Indeed, Cain pointed out that as a result of this study the World Bank has since either cancelled or modified several components of their water program for Luanda. Using the Development Workshop's research as justification, he explained, the World Bank has redesigned its water system project to target the poor squatter areas of Luanda rather than the new, middle class, housing developments. Since the study demonstrated successfully that poor neighbourhoods have a higher "willingness to pay" for services, the World Bank has conceded that it simply makes more sense to invest in the poor. "This, of course, turns `conventional wisdom' on its head" Cain acknowledged, "but this is the reality in many other poor countries as well."
Basing peace in civil society
For today at least, peace remains elusive in Angola. Political elites have failed to lead Angola out of the misery of many decades of war. However, Cain argued, a new ray of hope for peace might be found elsewhere in Angola ... in civil society. There was "a real flowering in civil society" with the publication of the first freedom of association laws during 19911992. NGOs and church organizations have since offered an alternative leadership in the quest for peace.
Despite the resumption of the war (twice!) many of Luanda's civil society organizations, including those active in local services, have been able to build on this base to begin to transform Angolan society from below. Such participatory approaches, Cain argued, are even beginning to transform the Angolan government, again from the bottom up. The precise role of local government in the Luanda local programs is still evolving, but Development Workshop suggests that the attempt among community organisations, local government and service providers to communicate and develop joint projects based on concrete activities contributes to local democratic development and good governance. Solving problems with the joint participation of people and their local authorities has an accumulated value: both are taking this work more seriously.
With little by way of a policy and legal framework to guide them, all stakeholders involved in local service provision - including Luanda's city government - have been obliged to consult and negotiate until they achieve some form of consensus. Though not the fastest way to get things done, Cain admitted, he argued that it generates goodwill and builds relations of trust and mutual respect among stakeholders. On this basis, new approaches to dealing with communities and incorporating user participation have been introduced. Musseque residents can exert influence and control over decisions and resources that affect their lives and negotiate with other parties.

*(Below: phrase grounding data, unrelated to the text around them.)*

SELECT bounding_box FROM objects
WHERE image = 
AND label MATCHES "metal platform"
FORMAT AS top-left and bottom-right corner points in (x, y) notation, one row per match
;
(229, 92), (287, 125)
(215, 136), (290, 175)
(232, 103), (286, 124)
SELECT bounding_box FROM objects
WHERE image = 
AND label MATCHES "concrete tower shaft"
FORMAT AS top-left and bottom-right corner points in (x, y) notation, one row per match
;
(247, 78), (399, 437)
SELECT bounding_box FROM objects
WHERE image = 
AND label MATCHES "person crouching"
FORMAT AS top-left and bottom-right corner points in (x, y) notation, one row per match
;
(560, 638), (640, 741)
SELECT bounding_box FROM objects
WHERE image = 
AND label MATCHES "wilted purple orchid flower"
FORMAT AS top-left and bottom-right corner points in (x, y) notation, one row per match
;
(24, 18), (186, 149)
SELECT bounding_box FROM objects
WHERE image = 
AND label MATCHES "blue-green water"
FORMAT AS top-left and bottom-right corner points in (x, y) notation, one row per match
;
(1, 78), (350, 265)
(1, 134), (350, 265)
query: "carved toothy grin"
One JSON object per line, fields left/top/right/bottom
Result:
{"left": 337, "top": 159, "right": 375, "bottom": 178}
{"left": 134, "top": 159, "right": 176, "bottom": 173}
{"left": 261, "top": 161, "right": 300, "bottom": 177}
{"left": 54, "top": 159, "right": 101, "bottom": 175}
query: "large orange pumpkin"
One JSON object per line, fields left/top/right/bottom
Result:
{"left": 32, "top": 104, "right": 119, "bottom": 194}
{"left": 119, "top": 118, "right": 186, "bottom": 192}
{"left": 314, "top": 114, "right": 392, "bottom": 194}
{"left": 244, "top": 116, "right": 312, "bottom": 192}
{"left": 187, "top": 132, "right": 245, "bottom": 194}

This bottom-up, participatory democratic approach may ultimately provide a more durable basis for peace in Angola than UN-brokered elite mediations. "There is," Cain notes, "for the first time in Angola's history, an emerging peace constituency, and an indigenous leadership, largely from the church, lobbying for peace." While only time will tell whether or not such groups might be able to achieve what government and international `experts' could not, if the success of the community water program is any indication, it wouldn't be the first time that community initiatives succeed where official policy-makers have failed.